In casting the silent comic strip characters of Peanuts, the trio pulled from their personalities. Lead character Charlie Brown's voice was decided to be downbeat and nondescript ("blah," as Mendelson noted), while Lucy be bold and forthright. Linus' voice, it was decided, would combine both sophistication with childlike innocence. Mendelson recognized that the character of Snoopy was the strip's most popular character who seemed to seize "the best jokes," but realized they could not cast a voice for the cartoon dog. "In the process, we gained a veritable 'canine Harpo Marx,'" Mendelson later wrote. Melendez suggested he provide gibberish for Snoopy's mutterings, and simply speed up the tape to prevent viewers from knowing. There are no adult characters in the strip or in this special. Later specials would introduce an offscreen teacher; her lines are eschewed for the sound of a trombone as the team behind the specials found it humorous.
With this in mind, the trio set out to cast the characters, which proved to be a daunting process. Casting for Charlie Brown proved most difficult, as it required both good acting skills but also the ability to appear nonchalant. The producers picked eight-year-old Peter Robbins, already known for his roles spanning television, film, and advertisements. His godmother, famous Hollywood agent Hazel McMillen, discovered Christopher Shea, who would become Linus in the special. His slight lisp, according to Mendelson, gave him a "youthful sweetness," while his emotional script reading "gave him power and authority as well." Tracy Stratford played the role of Lucy, with the creators being impressed by her attitude and professionalism. Kathy Steinberg was the youngest of the performers, just six years old at the time of recording. Too young to read, the producers had to give her one line at a time to recite. Robbins remembered Melendez did this for him as well, joking that he also mistakenly copied his Latino accent. Mendelson desired to have non-actors (not "Hollywood kids") perform on the special, and he sent tape recorders home with his employees for their children to audition.

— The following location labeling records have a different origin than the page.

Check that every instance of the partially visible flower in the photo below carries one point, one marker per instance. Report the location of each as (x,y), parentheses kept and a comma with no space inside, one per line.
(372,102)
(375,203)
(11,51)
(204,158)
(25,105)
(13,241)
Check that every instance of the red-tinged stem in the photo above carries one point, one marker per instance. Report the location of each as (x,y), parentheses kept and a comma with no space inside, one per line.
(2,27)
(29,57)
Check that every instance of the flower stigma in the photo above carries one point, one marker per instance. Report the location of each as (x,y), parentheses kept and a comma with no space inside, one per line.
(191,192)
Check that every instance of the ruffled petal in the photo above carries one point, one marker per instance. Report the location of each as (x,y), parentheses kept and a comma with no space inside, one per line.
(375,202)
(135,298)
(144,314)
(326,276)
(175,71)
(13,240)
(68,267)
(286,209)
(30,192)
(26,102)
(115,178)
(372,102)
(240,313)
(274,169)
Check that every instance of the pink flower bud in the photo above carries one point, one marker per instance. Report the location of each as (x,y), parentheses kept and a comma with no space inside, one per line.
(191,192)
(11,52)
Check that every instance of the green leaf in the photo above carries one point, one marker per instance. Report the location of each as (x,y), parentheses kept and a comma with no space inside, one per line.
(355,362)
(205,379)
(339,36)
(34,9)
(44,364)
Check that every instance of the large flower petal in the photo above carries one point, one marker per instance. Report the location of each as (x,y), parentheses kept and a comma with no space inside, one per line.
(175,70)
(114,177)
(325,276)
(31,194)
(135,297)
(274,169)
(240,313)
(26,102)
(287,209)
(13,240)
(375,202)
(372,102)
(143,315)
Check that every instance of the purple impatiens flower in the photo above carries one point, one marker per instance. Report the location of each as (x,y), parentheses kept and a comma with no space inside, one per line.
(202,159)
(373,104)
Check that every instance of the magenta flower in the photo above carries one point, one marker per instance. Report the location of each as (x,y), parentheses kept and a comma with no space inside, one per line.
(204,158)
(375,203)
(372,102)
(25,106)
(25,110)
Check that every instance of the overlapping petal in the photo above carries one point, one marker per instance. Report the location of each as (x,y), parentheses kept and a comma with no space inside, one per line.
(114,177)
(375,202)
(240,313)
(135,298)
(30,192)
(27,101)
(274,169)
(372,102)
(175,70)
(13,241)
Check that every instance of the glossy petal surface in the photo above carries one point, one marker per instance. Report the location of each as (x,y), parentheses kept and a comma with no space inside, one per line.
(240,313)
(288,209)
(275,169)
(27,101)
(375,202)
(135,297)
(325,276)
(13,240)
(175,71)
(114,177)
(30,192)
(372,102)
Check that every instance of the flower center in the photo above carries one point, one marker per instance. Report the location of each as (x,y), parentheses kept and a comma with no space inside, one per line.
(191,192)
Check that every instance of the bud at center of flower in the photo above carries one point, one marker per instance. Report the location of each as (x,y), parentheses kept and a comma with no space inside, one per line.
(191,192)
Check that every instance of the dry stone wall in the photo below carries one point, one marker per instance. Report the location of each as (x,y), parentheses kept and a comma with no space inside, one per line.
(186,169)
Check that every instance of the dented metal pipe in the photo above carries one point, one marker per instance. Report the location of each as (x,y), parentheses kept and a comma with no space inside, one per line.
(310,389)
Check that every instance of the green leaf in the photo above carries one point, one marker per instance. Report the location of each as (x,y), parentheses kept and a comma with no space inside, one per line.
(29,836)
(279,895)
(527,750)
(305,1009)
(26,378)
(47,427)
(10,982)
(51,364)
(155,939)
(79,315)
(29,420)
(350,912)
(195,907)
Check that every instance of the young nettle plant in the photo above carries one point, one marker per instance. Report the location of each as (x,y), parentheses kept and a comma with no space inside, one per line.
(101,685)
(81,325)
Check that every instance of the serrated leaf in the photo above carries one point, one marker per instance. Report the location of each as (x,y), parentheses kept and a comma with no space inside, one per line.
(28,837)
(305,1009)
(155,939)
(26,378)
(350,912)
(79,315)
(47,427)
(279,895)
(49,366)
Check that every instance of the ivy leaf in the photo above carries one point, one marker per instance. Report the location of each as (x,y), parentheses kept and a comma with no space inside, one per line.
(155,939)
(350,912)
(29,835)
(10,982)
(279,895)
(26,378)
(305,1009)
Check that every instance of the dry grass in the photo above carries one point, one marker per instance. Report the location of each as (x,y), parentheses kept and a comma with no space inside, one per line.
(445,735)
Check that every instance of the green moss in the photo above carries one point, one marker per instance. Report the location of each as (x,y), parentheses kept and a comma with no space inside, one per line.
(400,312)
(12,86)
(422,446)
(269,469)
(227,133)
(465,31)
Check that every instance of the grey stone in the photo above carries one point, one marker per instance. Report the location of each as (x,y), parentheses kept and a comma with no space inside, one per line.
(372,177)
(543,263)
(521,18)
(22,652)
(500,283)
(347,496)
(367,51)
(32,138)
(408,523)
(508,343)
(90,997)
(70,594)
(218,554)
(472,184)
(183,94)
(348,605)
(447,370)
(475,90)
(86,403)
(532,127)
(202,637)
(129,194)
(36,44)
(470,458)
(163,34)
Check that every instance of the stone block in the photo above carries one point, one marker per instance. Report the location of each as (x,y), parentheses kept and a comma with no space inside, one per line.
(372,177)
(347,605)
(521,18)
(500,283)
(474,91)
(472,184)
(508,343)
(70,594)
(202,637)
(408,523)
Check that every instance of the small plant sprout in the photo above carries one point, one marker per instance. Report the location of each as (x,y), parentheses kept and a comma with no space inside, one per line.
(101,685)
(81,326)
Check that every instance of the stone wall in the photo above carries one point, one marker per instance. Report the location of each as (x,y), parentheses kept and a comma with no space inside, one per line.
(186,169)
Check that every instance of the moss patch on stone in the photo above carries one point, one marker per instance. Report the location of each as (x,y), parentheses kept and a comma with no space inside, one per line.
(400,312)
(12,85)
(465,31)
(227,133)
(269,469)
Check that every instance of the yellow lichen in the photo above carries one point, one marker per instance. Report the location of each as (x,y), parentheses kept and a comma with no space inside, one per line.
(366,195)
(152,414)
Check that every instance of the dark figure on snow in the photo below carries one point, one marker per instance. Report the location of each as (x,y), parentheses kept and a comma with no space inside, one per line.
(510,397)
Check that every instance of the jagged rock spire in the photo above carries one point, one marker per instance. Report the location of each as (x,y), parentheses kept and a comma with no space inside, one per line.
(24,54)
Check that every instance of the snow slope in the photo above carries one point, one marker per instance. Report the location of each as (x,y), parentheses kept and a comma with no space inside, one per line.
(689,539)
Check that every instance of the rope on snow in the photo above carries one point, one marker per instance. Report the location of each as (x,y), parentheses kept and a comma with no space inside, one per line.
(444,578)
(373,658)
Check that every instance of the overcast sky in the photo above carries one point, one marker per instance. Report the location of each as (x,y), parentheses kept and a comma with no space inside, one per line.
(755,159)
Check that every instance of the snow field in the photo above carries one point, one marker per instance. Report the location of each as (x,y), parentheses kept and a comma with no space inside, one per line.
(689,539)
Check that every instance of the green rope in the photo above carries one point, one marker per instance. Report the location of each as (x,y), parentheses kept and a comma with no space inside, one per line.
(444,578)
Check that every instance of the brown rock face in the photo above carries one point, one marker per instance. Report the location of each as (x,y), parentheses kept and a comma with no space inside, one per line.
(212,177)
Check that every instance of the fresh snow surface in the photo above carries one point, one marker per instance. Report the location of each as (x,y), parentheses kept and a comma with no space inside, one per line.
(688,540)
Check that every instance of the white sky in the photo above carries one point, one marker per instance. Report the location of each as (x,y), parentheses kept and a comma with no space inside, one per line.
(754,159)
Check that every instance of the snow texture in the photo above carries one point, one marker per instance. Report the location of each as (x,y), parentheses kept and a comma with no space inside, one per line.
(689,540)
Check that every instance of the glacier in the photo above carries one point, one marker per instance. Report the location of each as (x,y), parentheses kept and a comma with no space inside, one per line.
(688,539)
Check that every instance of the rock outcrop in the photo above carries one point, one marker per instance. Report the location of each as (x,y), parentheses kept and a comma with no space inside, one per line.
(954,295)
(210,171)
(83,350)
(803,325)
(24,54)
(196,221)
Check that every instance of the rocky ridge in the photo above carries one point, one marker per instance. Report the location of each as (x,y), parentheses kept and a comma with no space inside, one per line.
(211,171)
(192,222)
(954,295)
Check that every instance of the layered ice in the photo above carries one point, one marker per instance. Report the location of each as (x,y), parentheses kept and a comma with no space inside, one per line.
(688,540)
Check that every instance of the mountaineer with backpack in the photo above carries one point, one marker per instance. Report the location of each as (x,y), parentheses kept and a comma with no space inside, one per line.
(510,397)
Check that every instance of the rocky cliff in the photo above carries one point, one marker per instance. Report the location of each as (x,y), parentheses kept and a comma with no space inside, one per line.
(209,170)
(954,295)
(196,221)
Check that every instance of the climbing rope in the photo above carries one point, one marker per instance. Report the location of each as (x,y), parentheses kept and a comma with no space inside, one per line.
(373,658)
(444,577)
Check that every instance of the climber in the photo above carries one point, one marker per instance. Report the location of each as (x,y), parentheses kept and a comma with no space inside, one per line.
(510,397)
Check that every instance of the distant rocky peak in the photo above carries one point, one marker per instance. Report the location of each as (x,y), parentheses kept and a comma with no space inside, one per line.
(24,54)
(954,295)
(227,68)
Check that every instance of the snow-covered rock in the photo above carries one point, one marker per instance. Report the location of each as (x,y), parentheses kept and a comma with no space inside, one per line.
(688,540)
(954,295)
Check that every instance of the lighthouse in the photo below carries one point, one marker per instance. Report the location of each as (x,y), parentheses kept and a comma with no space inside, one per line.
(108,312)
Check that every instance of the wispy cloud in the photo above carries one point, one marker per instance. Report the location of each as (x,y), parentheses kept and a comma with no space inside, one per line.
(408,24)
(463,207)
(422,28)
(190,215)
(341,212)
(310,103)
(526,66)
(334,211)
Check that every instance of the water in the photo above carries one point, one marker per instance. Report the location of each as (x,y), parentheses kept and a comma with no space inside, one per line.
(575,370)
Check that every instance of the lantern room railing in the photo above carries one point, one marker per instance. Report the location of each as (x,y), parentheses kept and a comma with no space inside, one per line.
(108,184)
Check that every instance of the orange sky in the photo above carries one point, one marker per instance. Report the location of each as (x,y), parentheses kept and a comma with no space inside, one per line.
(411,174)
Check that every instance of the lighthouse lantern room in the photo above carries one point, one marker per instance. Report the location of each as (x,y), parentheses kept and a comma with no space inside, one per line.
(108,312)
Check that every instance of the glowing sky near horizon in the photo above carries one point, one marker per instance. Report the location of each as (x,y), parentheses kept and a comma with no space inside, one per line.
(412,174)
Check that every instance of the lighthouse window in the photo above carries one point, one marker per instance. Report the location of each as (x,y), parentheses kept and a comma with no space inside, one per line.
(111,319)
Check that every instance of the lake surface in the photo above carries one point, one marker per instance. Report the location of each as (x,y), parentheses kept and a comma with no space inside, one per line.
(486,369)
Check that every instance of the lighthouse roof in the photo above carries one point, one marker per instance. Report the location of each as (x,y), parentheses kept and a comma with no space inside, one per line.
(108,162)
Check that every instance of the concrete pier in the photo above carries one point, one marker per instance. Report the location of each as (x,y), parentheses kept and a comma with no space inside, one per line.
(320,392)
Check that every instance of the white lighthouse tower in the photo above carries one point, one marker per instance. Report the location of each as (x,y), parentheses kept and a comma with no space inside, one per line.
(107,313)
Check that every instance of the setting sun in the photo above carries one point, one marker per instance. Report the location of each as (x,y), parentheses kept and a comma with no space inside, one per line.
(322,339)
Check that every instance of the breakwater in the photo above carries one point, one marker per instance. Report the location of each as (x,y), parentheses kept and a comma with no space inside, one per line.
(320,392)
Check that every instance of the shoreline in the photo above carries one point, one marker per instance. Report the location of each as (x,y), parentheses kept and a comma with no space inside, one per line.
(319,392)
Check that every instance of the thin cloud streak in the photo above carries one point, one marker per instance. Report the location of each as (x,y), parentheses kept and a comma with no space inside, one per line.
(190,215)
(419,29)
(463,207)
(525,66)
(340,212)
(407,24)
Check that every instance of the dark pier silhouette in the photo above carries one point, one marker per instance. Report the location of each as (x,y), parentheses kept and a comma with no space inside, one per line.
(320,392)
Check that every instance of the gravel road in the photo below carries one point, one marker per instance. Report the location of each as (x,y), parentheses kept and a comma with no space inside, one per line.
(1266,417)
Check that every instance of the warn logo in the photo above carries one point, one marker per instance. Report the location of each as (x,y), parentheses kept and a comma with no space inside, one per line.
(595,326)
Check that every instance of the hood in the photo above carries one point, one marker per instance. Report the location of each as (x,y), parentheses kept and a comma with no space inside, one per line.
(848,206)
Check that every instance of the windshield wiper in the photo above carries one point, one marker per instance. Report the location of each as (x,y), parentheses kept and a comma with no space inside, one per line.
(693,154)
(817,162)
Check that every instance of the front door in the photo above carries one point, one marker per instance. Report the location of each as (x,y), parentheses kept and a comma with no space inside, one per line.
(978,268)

Much of the background cast came from Mendelson's home neighborhood in northern California. According to Robbins, the children viewed the script's sophisticated dialogue as "edgy," finding several words and phrases, among them "eastern syndicate", difficult to pronounce. He recalled the recording sessions as chaotic, with excited children running rampant. Nevertheless, the recording of A Charlie Brown Christmas was completed in one day. Jefferson Airplane was recording next door and came over to get the children's autographs. Following the special's broadcast, the children became wildly popular in their respective elementary schools; Robbins recalled groups approaching him asking him to recite lines of dialogue.
Animation for A Charlie Brown Christmas was created by Bill Melendez Productions. Mendelson had no idea whether or not completing a half-hour's worth of animation would be possible given the production's six-month schedule, but Melendez confirmed its feasibility. In actuality, animation was only completed in the final four months of production. CBS initially wanted an hour's worth of animation, but Melendez talked them down to a half-hour special, believing an hour of television animation was too much. Having never worked on a half-hour special before, Melendez phoned Bill Hanna of Hanna-Barbera for advice, who declined to give any. CBS gave a budget of $76,000 to produce the show, and it went over budget, costing $96,000. The first step in creating the animation was to make a pencil drawing, afterwards inking and painting the drawing onto a cel. The cel was then placed onto a painted background. There are 13,000 drawings in the special, with 12 frames per second to create the illusion of movement.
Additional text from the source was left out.